I cross one big street and there isn't a car in sight. There are streetcar tracks but I don't see any streetcar either. Near the boardwalk, I see one man with a cap on, hunched over, going through trash barrels with a burlap sack between his legs. I guess the Depression's even hit here. Dad says, “Happy Days Are Here Again” and the Depression's over, but I'm not so sure. A lot of kids at school are still on relief or their dads are working for the WPA. Mrs. Loughlin's son, who's only eighteen, just went into the CCC, which is almost like going into jail.

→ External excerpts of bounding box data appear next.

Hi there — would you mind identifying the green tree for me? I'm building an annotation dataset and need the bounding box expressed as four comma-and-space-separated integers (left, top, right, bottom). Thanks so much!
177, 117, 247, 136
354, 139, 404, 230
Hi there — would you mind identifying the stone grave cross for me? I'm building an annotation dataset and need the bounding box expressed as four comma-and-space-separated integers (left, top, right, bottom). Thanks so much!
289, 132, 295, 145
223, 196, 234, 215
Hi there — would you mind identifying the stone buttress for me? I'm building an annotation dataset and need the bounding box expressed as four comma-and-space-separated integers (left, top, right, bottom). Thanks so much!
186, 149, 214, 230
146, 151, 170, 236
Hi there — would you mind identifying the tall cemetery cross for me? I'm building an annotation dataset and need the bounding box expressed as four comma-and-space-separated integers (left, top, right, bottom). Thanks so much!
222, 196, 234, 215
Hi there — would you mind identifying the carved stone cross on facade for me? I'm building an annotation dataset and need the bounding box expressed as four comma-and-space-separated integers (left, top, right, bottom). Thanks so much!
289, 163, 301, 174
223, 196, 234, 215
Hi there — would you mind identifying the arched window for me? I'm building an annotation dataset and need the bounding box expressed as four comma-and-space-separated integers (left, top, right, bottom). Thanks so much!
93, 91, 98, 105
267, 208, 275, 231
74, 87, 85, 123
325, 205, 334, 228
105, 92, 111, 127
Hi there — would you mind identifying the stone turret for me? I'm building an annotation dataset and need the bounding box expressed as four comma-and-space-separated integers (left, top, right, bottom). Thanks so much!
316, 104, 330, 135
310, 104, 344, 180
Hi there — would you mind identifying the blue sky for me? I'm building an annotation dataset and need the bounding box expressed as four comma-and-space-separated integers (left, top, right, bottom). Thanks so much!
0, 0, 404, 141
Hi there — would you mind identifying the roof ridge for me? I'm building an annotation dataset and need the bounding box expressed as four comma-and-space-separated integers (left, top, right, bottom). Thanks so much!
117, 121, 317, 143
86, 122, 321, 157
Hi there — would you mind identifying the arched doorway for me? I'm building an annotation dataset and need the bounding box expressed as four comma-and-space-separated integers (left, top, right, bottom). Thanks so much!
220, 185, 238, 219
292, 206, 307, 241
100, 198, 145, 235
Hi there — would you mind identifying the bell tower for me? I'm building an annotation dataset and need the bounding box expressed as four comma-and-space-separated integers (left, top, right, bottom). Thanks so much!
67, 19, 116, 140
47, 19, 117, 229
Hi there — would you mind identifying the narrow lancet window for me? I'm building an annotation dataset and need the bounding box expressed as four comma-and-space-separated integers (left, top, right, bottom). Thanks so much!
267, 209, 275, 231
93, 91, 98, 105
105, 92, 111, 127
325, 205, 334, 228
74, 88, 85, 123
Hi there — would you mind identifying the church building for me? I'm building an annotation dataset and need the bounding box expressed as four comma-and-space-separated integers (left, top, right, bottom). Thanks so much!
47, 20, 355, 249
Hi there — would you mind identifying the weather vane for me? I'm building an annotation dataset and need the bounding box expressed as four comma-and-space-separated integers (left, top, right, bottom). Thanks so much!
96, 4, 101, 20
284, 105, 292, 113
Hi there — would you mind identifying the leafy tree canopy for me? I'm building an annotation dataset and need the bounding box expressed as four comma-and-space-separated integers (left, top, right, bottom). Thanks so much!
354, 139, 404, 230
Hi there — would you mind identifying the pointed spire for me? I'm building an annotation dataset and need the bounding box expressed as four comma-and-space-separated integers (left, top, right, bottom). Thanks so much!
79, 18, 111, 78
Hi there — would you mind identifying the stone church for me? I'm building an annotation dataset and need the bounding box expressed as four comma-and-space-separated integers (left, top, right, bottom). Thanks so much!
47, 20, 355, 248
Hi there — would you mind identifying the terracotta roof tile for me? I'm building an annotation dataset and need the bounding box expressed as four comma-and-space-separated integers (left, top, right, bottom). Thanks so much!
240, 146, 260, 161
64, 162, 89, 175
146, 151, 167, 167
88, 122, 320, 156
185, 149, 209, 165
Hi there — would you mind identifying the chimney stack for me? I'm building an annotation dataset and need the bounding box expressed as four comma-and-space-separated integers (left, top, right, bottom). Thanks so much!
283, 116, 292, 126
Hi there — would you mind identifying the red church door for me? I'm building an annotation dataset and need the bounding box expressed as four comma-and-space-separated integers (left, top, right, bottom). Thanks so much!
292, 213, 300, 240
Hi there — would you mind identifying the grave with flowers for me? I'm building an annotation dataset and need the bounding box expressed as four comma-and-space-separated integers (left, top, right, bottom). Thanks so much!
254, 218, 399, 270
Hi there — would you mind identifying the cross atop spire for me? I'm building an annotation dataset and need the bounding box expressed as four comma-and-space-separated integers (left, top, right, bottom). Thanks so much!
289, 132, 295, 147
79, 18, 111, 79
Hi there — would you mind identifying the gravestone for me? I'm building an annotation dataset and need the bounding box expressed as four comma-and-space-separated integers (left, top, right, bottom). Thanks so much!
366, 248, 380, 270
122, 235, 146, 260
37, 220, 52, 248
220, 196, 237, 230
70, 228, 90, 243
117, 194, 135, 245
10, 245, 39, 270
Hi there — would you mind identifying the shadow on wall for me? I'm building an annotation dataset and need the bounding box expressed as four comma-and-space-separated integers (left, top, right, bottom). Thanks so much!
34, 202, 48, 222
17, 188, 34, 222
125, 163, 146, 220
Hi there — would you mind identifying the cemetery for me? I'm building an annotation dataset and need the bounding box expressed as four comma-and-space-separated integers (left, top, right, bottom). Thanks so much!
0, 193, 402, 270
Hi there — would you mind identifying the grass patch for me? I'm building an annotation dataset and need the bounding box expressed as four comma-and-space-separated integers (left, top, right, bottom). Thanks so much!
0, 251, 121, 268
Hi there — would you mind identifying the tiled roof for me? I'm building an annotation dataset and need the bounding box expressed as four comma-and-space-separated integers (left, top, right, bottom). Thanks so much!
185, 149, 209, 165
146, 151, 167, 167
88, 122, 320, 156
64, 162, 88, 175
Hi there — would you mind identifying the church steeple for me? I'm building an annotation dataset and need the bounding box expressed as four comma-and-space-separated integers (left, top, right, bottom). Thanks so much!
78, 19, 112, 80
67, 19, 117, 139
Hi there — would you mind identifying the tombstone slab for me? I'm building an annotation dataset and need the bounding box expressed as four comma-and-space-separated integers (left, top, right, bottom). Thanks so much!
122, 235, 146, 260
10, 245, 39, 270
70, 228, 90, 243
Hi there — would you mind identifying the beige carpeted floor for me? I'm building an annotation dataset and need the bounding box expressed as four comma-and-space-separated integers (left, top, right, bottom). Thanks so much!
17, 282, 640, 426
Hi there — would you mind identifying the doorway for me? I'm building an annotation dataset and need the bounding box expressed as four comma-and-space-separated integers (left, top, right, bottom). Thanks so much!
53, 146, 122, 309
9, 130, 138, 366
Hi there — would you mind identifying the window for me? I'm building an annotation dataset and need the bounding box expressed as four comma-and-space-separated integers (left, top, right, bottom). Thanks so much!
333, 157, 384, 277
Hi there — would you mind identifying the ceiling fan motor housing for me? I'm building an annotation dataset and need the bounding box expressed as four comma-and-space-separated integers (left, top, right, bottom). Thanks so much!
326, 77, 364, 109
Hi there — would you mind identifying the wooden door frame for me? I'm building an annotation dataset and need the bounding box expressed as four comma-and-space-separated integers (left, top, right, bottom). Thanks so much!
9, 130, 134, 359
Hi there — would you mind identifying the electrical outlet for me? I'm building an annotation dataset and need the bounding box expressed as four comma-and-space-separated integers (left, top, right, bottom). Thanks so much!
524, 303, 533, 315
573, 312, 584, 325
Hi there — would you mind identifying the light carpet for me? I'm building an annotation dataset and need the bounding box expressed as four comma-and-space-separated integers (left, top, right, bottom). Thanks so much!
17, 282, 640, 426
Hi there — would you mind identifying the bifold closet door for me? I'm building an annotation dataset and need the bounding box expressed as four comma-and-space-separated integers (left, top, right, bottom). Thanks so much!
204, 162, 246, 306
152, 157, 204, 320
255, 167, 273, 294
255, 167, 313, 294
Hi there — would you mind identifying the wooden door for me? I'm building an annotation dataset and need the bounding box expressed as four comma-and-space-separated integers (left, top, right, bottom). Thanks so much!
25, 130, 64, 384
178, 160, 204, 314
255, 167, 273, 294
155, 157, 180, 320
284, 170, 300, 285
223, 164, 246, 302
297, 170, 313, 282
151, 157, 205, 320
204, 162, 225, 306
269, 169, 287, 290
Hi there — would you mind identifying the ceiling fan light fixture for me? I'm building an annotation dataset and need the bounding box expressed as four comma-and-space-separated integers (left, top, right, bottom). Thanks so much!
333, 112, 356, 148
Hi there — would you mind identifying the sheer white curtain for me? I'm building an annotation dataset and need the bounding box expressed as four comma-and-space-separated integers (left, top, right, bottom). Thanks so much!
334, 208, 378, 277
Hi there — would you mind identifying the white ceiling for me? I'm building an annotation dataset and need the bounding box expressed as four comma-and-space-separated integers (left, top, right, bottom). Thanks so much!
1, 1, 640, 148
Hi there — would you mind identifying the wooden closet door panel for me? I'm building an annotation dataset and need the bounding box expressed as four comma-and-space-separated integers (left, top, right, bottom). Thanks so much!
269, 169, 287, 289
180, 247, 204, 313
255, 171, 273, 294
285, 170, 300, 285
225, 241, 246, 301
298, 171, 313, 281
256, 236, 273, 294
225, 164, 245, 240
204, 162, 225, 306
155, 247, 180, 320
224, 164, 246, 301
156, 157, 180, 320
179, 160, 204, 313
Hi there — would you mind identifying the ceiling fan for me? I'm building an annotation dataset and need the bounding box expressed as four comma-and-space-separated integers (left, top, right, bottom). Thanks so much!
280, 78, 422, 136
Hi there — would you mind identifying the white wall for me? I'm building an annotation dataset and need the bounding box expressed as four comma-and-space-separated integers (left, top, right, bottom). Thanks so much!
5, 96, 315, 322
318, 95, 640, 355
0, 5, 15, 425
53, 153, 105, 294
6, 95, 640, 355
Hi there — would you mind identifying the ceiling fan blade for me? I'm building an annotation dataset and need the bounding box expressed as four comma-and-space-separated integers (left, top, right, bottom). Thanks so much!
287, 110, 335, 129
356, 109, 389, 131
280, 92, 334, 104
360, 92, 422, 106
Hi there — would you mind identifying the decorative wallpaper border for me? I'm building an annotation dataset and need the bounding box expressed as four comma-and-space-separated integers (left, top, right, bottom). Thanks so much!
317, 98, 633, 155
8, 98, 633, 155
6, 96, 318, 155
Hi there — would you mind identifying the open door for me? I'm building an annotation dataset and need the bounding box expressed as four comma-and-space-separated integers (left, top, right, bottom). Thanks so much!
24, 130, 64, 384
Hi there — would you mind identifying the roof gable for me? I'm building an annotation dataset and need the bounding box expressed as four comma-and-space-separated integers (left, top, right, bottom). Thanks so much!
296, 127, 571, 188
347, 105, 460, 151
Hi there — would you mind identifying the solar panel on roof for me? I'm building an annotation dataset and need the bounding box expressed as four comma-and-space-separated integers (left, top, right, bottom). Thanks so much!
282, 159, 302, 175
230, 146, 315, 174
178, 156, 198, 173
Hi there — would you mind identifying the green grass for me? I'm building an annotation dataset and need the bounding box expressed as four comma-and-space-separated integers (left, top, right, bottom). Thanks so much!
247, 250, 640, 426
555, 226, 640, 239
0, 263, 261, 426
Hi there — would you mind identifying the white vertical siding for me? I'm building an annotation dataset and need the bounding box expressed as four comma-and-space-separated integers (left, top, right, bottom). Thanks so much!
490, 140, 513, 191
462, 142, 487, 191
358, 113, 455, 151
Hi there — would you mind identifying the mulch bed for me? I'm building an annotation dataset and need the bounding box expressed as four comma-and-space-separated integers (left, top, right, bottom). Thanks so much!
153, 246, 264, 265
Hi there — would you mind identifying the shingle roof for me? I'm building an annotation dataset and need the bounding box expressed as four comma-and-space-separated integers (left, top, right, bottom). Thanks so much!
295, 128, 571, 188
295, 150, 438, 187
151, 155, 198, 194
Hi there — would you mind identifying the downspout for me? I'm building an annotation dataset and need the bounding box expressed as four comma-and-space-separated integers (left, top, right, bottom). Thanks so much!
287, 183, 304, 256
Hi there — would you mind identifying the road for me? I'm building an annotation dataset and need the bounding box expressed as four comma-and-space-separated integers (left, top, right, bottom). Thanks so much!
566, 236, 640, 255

I get to the beach and there's nobody there. It's empty and cold when I go under the boardwalk. On the other side, the sun's just coming over the ocean; it looks as if it's only about two feet above the water but it must be hundreds of miles actually; it's so far away. I keep Cannibal in the box until I get down to the ripples of the surf. I want to see if she'll fight waves again, and I want to feel the water on my feet.
I let Cannibal out and watch. There aren't many strong waves and Cannibal walks along the edge of the water, then up onto the dry sand, where she turns around about five times then squats and does her business. Such a smart cat. I dig a hole, push the mess in, and cover it up.
I walk backward and look at my footsteps in the sand. My shadow is long like a giant, at least five times as tall as I am. Then Cannibal notices her shadow and rears up to fight it. It's one of those mornings when shadows look very important, almost bluish or purplish against the sand color. Every bump from footsteps has a long shadow, too, so the sand looks like little mountains.
There are birds flying over the water, seagulls, and they're hollering at each other, sweeping down on the water trying to catch fish but missing every time. There are also some kind of long-legged birds running along the edges of the water.
They run fast with short steps and shoot in after each wave, ducking down to eat something just behind the water when it goes out. Cannibal sees these birds and decides to chase one of them. She chases it right out under one of the waves. Then when the bird dashes back in, as the wave comes up the beach, Cannibal can't run fast enough and a little wave crashes on her head, tumbling her over, and she's pulled by the undertow into the deeper water. I dash down and rescue her just before she gets drowned. She's sopping wet.